Jeanne abrió los ojos, levantó de la mesa un cuaderno forrado. Comenzó a leer en voz alta.

—Deber para la clase de francés. Tema: el campo. Desarrollo: el campo es la tierra de las vacas. La vaca está enteramente cubierta de cuero. Tiene cuatro lados, el frente, el trasero, el lomo y la parte inferior...

—¡Encantador!

Jeanne levantó el diccionario y empezó a pasar páginas.

—La fuente de mi cultura fue el Larousse —dijo—. Lo copié

Leyó en voz alta.

—Menstruación, sustantivo femenino, función fisiológica que consiste en un fluido... Pene, sustantivo masculino, el órgano de la copulación que mide entre cinco y cuarenta centímetros...

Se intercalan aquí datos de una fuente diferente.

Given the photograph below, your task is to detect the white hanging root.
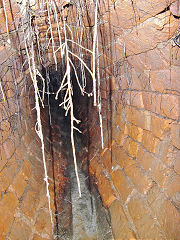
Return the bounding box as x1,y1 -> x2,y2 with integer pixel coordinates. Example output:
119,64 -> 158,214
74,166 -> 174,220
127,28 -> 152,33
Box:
0,81 -> 6,102
24,16 -> 54,234
63,16 -> 81,197
96,30 -> 104,149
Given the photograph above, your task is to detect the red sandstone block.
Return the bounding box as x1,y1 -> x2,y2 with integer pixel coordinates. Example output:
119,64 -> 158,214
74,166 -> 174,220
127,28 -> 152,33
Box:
101,150 -> 112,173
127,123 -> 143,142
111,145 -> 130,168
128,196 -> 163,239
0,192 -> 19,239
142,130 -> 159,153
171,124 -> 180,149
32,234 -> 49,240
9,218 -> 33,239
120,11 -> 178,56
151,193 -> 180,239
136,146 -> 156,174
98,174 -> 116,208
112,169 -> 132,202
35,209 -> 52,235
151,159 -> 173,188
124,138 -> 138,157
104,1 -> 136,31
109,201 -> 136,240
151,116 -> 172,139
124,161 -> 153,194
9,172 -> 27,198
150,67 -> 180,93
134,0 -> 175,22
166,173 -> 180,197
0,157 -> 17,192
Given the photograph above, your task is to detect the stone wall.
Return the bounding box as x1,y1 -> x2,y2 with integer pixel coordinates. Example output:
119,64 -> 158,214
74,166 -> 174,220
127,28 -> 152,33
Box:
86,0 -> 180,239
0,1 -> 54,240
0,0 -> 180,240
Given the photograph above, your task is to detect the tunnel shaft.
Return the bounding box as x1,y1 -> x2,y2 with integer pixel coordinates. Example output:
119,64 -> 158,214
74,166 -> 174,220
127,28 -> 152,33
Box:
0,0 -> 180,240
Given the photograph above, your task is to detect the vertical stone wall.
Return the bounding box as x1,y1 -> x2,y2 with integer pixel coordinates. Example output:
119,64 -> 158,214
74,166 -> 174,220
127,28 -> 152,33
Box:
86,0 -> 180,239
0,1 -> 54,240
0,0 -> 180,240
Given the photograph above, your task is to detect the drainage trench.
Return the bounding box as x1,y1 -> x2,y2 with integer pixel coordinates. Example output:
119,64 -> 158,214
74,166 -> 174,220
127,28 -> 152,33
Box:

—Muy instructivo —dijo él acercándose a la ventana y haciendo un gesto para que regrese el equipo.

Jeanne recogió una fotografía de su padre. Estudió el despliegue de medallas sobre el pecho, los galones de oro del uniforme que recordaba tan vívidamente, la manera en que se ponía firme con los dedos apenas doblados a los costados. Jamás lo había visto cometiendo alguna informalidad. Siempre había sido bueno y, sin embargo, ella nunca se había visto en libertad para subir sobre sus rodillas, tocarlo y besarlo. Su madre había venerado al coronel y Jeanne a menudo había detectado lo que hasta ese entonces se habían parecido a los celos por parte de su madre. Jeanne había llegado a desear ser un soldado como su padre, llevar un arma y moverse por la vida con esa espléndida seguridad. Cuando él se ofreció a enseñarle el uso de su pistola reglamentaria se sintió tan halagada que superó el horror que le producía el estallido y la muerte potencial que representaba y aprendió a tirar casi tan bién como él. Jeanne pensaba en el coronel como un anciano, pero un anciano invencible, y cuando murió fue como si todo el mundo quedara de pronto en peligro.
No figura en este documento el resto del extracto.